In reality, the doing of good is not so much for the benefit
of those to whom the good is done as it is for that of the doers, whose
moral faculties are activated and invigorated by the doing of it, and for that of the community, the shared values of which are ritually
asserted and vindicated by the doing of it. For this reason, good done
otherwise than by intention, especially good done in pursuance of
ends that are selfish or even "nontuistic," is not really "good" at all.
For this reason, too, actions taken from good motives count as good
even when in fact they do harm. By far the most effective way of
helping the poor is to keep profit-seekers competing vigorously for
their trade as consumers and for their services as workers; this,
however, is not a way of helping that affords members of the upper
classes the chance to flex their moral muscles or the community the
chance to dramatize its commitment to the values that hold it
together.

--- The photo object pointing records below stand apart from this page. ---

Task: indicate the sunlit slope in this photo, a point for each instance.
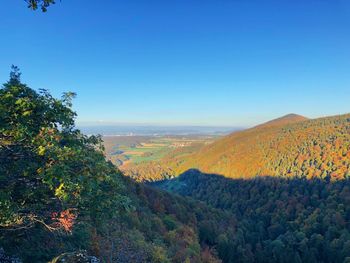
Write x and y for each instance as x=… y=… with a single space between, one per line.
x=288 y=146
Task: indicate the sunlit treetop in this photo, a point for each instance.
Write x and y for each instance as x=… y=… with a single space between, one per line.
x=40 y=4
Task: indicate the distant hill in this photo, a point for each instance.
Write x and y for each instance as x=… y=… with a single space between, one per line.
x=289 y=146
x=287 y=119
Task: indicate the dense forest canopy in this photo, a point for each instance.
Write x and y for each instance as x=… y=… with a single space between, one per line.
x=58 y=193
x=288 y=147
x=275 y=219
x=39 y=4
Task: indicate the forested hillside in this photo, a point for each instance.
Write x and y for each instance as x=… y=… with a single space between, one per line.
x=276 y=219
x=289 y=147
x=59 y=195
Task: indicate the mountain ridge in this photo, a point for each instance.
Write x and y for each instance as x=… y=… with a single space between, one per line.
x=295 y=147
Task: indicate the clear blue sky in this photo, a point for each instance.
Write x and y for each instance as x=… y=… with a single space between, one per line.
x=202 y=62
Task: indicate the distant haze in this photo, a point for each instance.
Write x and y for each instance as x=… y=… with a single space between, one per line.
x=122 y=130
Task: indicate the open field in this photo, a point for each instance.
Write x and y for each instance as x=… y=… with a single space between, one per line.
x=125 y=150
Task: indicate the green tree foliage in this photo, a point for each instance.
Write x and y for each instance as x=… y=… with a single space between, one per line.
x=58 y=194
x=287 y=147
x=272 y=219
x=40 y=4
x=51 y=175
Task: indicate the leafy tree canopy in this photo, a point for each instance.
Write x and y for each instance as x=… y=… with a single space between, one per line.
x=47 y=167
x=39 y=4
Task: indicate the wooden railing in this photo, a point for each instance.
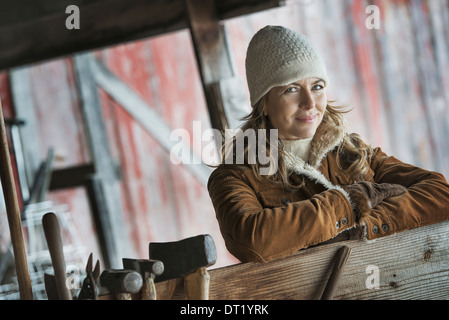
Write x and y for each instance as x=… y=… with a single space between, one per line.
x=413 y=264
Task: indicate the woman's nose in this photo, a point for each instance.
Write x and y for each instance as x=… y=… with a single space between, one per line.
x=307 y=100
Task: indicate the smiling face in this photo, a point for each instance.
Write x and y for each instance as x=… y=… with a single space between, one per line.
x=297 y=109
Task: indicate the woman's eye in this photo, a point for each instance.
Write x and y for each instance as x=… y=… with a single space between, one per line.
x=292 y=89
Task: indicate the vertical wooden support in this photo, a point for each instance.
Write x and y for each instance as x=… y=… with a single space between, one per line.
x=215 y=63
x=107 y=189
x=13 y=212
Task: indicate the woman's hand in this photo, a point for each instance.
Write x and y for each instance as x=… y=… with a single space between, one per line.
x=367 y=195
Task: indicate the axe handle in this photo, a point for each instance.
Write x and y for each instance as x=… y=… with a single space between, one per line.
x=197 y=284
x=13 y=213
x=54 y=243
x=339 y=265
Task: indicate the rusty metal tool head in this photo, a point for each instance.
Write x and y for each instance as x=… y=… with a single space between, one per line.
x=123 y=283
x=187 y=258
x=148 y=269
x=184 y=256
x=89 y=291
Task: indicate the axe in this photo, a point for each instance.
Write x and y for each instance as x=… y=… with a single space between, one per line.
x=54 y=242
x=187 y=258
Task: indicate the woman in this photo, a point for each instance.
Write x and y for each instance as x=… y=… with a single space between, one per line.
x=327 y=183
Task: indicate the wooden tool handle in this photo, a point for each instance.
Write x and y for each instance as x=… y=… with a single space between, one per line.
x=339 y=265
x=54 y=243
x=13 y=213
x=197 y=285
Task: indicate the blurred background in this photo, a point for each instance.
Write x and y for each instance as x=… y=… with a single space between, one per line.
x=100 y=119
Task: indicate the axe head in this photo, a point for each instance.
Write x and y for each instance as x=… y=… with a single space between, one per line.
x=184 y=256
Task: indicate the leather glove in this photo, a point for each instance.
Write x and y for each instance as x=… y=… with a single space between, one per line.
x=367 y=195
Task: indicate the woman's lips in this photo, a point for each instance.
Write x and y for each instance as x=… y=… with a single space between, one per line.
x=307 y=119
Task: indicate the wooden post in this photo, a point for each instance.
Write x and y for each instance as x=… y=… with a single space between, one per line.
x=215 y=61
x=13 y=213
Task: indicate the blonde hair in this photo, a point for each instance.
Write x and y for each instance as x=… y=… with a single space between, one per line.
x=352 y=153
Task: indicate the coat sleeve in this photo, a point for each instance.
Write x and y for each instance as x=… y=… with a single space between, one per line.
x=254 y=233
x=425 y=202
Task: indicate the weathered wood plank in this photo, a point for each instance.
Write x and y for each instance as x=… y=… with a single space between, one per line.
x=413 y=264
x=107 y=191
x=41 y=25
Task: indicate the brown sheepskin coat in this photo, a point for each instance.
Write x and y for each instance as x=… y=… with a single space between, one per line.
x=261 y=221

The way to do these things is with a War on Poverty; even if
the War should turn out to have precious little effect on the incomes
of the poor—indeed, even if it should lower their incomes—the
undertaking would nevertheless represent a sort of secular religious
revival that affords the altruistic classes opportunities to bear witness
to the cultural ideal and, by doing so, to strengthen society's adherence
to it. One recalls Macaulay's remark about the attitude of the
English Puritans toward bear-baiting: that they opposed it not for the
suffering that it caused the bear but for the pleasure that it gave the
spectators. Perhaps it is not far-fetched to say that the present-day
outlook is similar: the reformer wants to improve the situation of the
poor, the black, the slum dweller, and so on, not so much to make
them better off materially as to make himself and the whole society
better off morally.
(Edward C. Banfield, The Unheavenly City Revisited [Boston: Little, Brown and Company, 1974], 274-5 [italics in original])
Note from KBJ: And now you know why progressives care about intentions rather than results. The minimum wage, for example, hurts the very people it is intended to help. Rent control hurts the very people it is intended to help. Welfare programs, by promoting dependence, hurt the very people they are intended to help. Affirmative-action programs, by undermining self-respect, hurt the very people they are intended to help. I could go on, but you get the point.